In short, my situation is this: I had a son 3 years ago right after I finished school. I went to study PolSci for a few semesters but got kicked out bc I got very depressive and couldnt even manage to get out of bed and buy food. Then I started studying Economics for 2 semesters but same problem.
Now I dont have anything, my gf and me broke off, I lost all friends bc of depression and dont have a job or any job education. I’m 24 and went back to living at my mom’s house. I don’t really know what to do now, it is very hard to find a job or an apprenticeship, I feel like a deadbeat (which I probably am tbh). I started taking antidepressants but the depression is just too strong sometimes.
I feel so ashamed of myself bc I have no job and no job education and don’t know how I should continue. I’m not suicidal or anything, but I am beginning to lose hope that I will ever be able to feel happy again and the loneliness is killing me.
Any advice would be much appreciated :)


I have no job and no education, I just volunteer as a groundskeeper at an old anglican church. I believe that volunteering is really good, but I don’t recommend volunteering for large organisations, especially political ones. I just mow lawns and rake leaves and stuff. Very wholesome. The only community that I’m a part of is a weekly open mic at a cafe, and occasional ticket $ gigs or maybe board games with the homies. I still suck at Settlers Of Catan. Usually I hide in my room and just play games on Xbox. At 35 I really don’t care about anything any more. If I get a job it’ll be e-scooters or aged care. Warehouse and forklifts is trash work, stressful and dangerous. If they’ll hire anyone then that’s a warning sign to me.
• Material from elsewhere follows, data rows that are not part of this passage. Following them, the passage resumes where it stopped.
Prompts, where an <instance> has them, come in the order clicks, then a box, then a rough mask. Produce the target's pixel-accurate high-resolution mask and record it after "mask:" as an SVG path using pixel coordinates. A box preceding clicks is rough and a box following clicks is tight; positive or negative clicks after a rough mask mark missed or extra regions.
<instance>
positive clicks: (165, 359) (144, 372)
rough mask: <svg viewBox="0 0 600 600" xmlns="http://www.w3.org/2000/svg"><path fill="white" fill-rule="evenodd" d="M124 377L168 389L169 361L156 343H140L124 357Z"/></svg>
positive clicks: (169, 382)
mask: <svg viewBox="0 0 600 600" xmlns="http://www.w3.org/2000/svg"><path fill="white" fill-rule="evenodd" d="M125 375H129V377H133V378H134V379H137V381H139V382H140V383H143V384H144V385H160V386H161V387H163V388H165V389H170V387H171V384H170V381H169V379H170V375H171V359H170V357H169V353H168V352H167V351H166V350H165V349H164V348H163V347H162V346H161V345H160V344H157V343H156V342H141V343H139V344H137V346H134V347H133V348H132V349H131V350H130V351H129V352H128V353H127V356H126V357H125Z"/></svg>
We all need to bring back board games. Start with a game like quoridor (really stupid game but good for trolling) and also World Changers. Seriously comrades this game called World Changers could save someone’s life, buy it, try it out, spread the word. The game has Karl Marx and Che Guevara as character cards (also Bach and Gengis Khan and some ancient greek stuff).
I bought Ticket To Ride (Europe edition) but I haven’t taken it from its box just yet. It’s hard to organise with people but if you’re already friends with political activists who’re similar age, have similar views, then start with those people and expand toward less political people.
We don’t have to be isolated.
edit: btw I gave up on education too. It costs a lot and I can’t live comfortably with 5-10 flatmates nor can I easily travel to the campus.